Future Trends for Oncology Drug Development

Oncology drug development is important for numerous drug developers, funding bodies and academic researchers. This has caused a wealth of new innovative treatments and increased rates of survival. There are some kinds of cancers that still evade treatment. New developments will most likely add to the challenges and complexities of drug breakthroughs to fulfill the rising demand for an objective of precision drugs.

These complexities and challenges could incorporate lack of knowledge regarding biological diseases, safety issues, competition for eligible patients in some disease growth and high prices. There are several trends in oncology drug development and future oncology drug trends considerations.

Oncology Drug Development Today

Over the past couple of decades, some exceptional anti-cancer therapies have come to light, with the inclusion of immunotherapies.

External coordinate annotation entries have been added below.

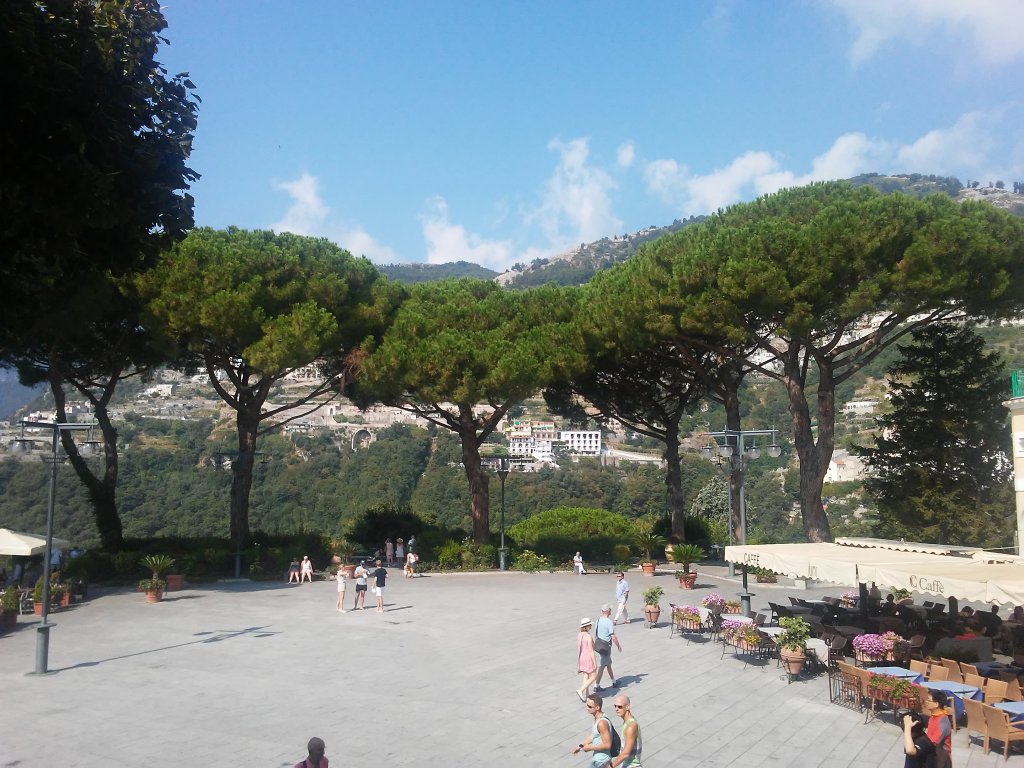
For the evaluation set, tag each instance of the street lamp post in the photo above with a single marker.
(43, 631)
(503, 472)
(732, 448)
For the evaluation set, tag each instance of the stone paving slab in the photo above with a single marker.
(468, 670)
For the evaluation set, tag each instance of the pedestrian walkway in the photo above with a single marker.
(462, 670)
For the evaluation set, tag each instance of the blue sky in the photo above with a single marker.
(499, 132)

Additionally, more medicines have been authenticated within oncology than in any other area of therapy since 2003. There were 70 new approvals in oncology between 2010 and 2015, for utilization in more than 20 distinct kinds of tumors.

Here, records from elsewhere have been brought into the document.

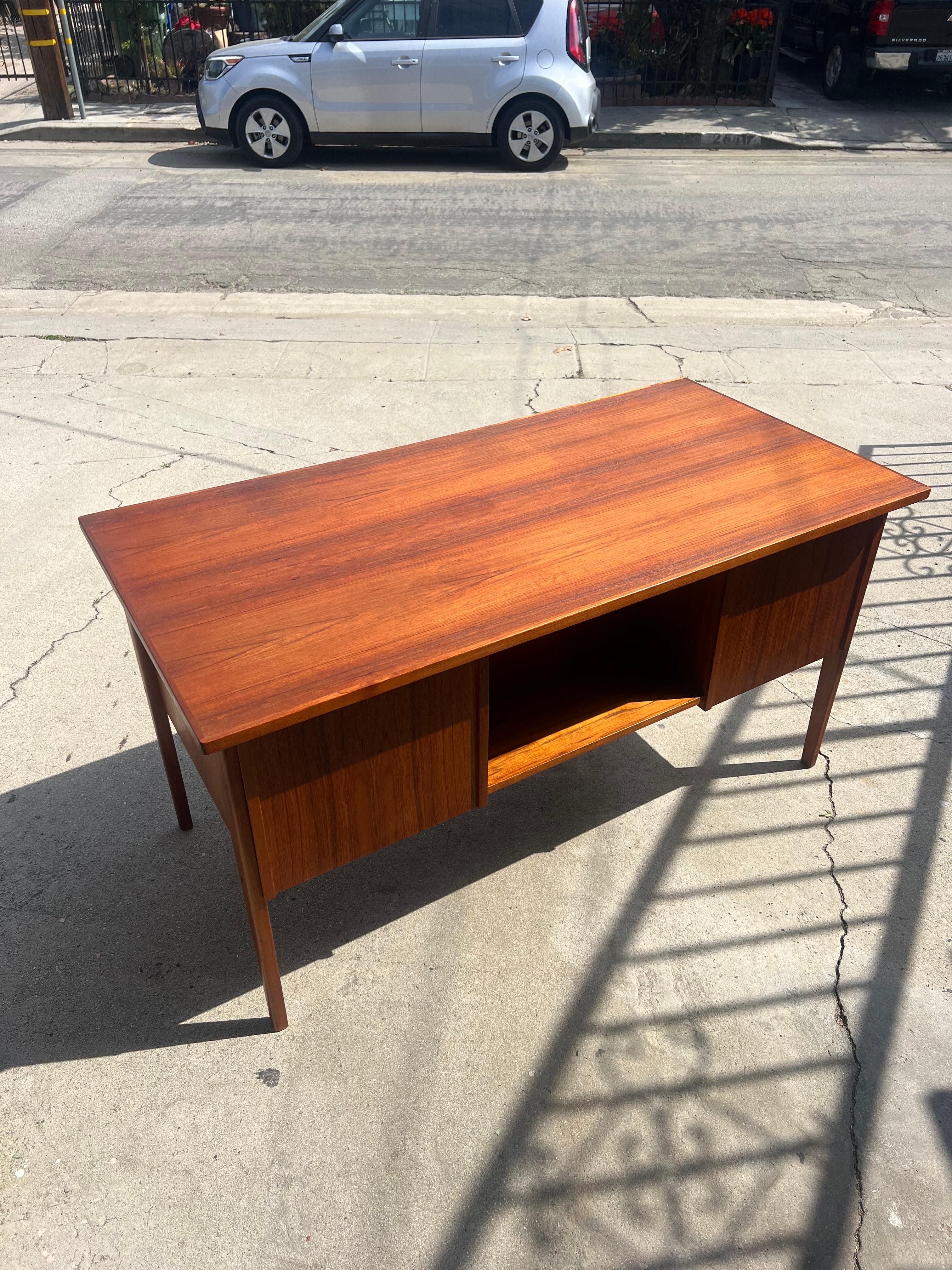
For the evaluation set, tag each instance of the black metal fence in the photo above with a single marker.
(666, 51)
(691, 53)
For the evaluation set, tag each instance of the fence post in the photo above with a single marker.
(40, 30)
(781, 11)
(71, 55)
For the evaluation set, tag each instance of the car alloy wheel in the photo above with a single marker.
(531, 136)
(268, 133)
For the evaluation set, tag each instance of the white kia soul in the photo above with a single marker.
(513, 74)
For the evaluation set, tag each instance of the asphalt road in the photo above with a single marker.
(620, 223)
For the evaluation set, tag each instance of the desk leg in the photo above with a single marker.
(163, 732)
(833, 663)
(256, 903)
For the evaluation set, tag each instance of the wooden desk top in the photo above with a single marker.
(275, 600)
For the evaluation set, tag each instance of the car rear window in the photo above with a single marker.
(457, 20)
(527, 11)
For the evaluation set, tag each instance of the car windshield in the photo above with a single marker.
(311, 31)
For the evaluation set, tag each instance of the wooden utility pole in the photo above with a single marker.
(49, 72)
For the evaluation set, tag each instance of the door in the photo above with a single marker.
(475, 56)
(370, 82)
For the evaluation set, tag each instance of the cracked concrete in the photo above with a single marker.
(620, 1019)
(843, 1018)
(664, 224)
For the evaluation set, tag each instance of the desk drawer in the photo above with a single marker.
(336, 788)
(787, 610)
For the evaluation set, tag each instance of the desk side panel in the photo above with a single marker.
(336, 788)
(211, 768)
(787, 610)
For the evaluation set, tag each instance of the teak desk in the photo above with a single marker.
(354, 652)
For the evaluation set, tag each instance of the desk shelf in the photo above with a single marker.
(514, 764)
(568, 693)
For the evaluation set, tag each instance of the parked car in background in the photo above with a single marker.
(507, 73)
(857, 36)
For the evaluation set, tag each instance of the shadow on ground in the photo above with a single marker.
(376, 159)
(121, 929)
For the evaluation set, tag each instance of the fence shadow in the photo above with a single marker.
(120, 928)
(715, 1128)
(719, 1132)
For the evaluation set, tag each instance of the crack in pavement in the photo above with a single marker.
(13, 688)
(178, 459)
(843, 1018)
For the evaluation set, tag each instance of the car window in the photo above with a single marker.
(456, 20)
(314, 30)
(527, 12)
(384, 20)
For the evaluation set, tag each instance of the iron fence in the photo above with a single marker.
(143, 48)
(14, 50)
(643, 51)
(683, 51)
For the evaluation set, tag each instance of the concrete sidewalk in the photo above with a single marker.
(596, 1024)
(802, 118)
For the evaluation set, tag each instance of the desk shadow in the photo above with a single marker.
(941, 1108)
(118, 928)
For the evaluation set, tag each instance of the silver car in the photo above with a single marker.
(512, 74)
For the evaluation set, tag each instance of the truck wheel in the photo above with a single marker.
(842, 69)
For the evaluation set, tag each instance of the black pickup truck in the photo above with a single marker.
(857, 36)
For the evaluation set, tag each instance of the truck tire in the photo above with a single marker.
(842, 69)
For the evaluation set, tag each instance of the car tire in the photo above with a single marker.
(842, 69)
(530, 135)
(269, 131)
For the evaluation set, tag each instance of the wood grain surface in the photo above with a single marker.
(589, 732)
(789, 610)
(272, 601)
(351, 781)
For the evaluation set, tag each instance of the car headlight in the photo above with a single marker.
(218, 66)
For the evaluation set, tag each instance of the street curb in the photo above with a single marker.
(743, 141)
(66, 130)
(82, 130)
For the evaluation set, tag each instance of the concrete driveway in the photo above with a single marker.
(677, 1003)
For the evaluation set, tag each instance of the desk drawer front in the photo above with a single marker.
(787, 610)
(333, 789)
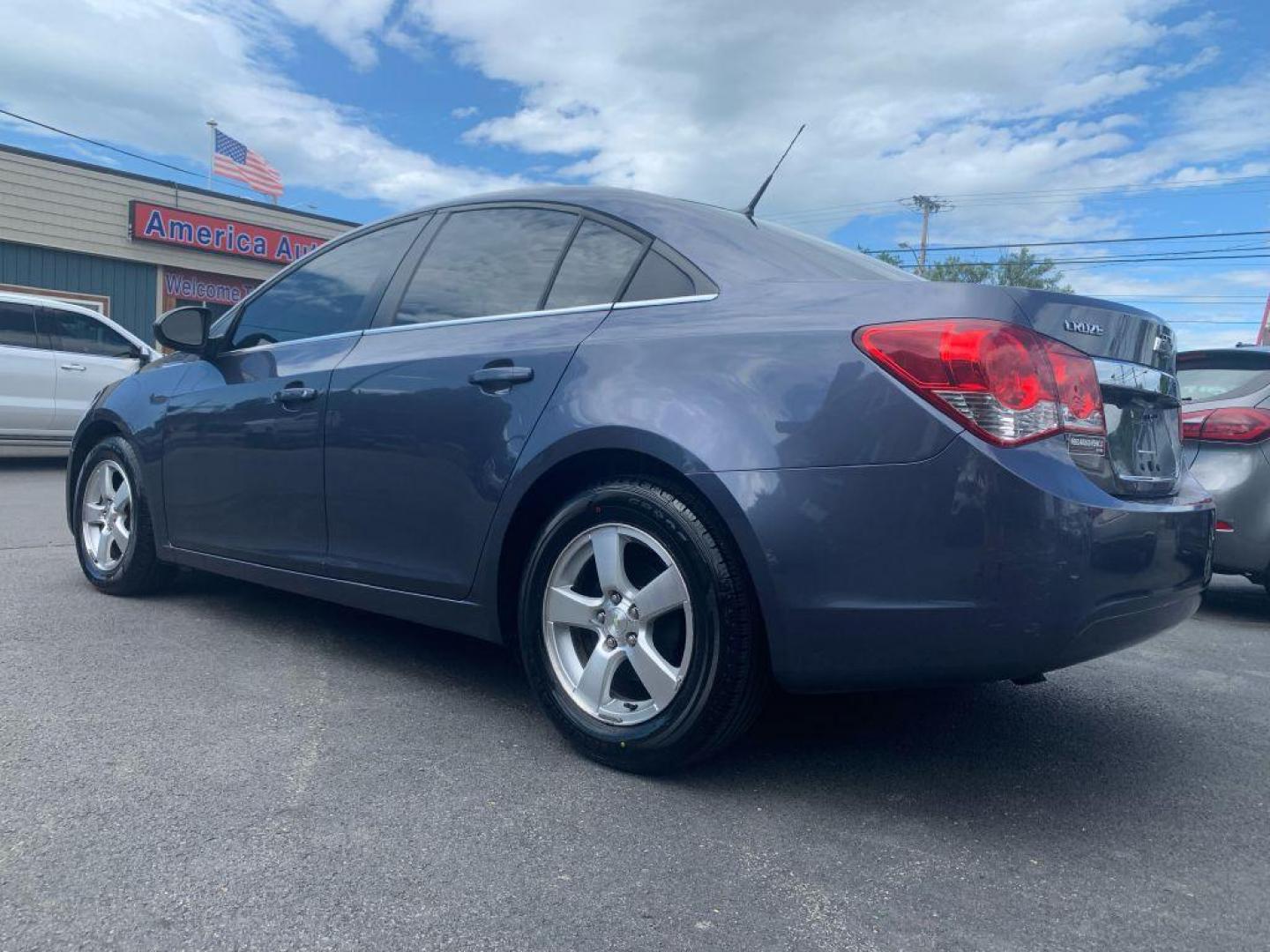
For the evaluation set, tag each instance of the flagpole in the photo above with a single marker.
(211, 156)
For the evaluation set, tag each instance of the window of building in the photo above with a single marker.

To put this into perspective, there were just 63 precision medicines available in the market before the year 2004. This increase of new precision drugs and approvals coming to the market has been aided by some regulatory initiatives. The main players have utilized different strategies for this development and the market shares for global development, including North America, South America, Europe and Asia Pacific.

The FDA approved four new oncology drugs in 2016, and all were quick approvals. Despite fewer approvals in 2016, the increase in new anti-cancer treatments is anticipated to continue over the next several years. In 2016, the market accounted for $40.1 billion at a compound annual growth rate of 10.5% amid the predicted period of 2017 to 2024.

Factors That Impact Oncology Drug Development

The prime factors that impact the oncology drug development are:

One factor that remains the same in cancer drug development is clinical trials. Attempts to streamline the process of bringing oncology drugs to market will not reduce the need for clinical trials. Testing potential drug therapies on human subjects is an important part of certifying them safe and effective.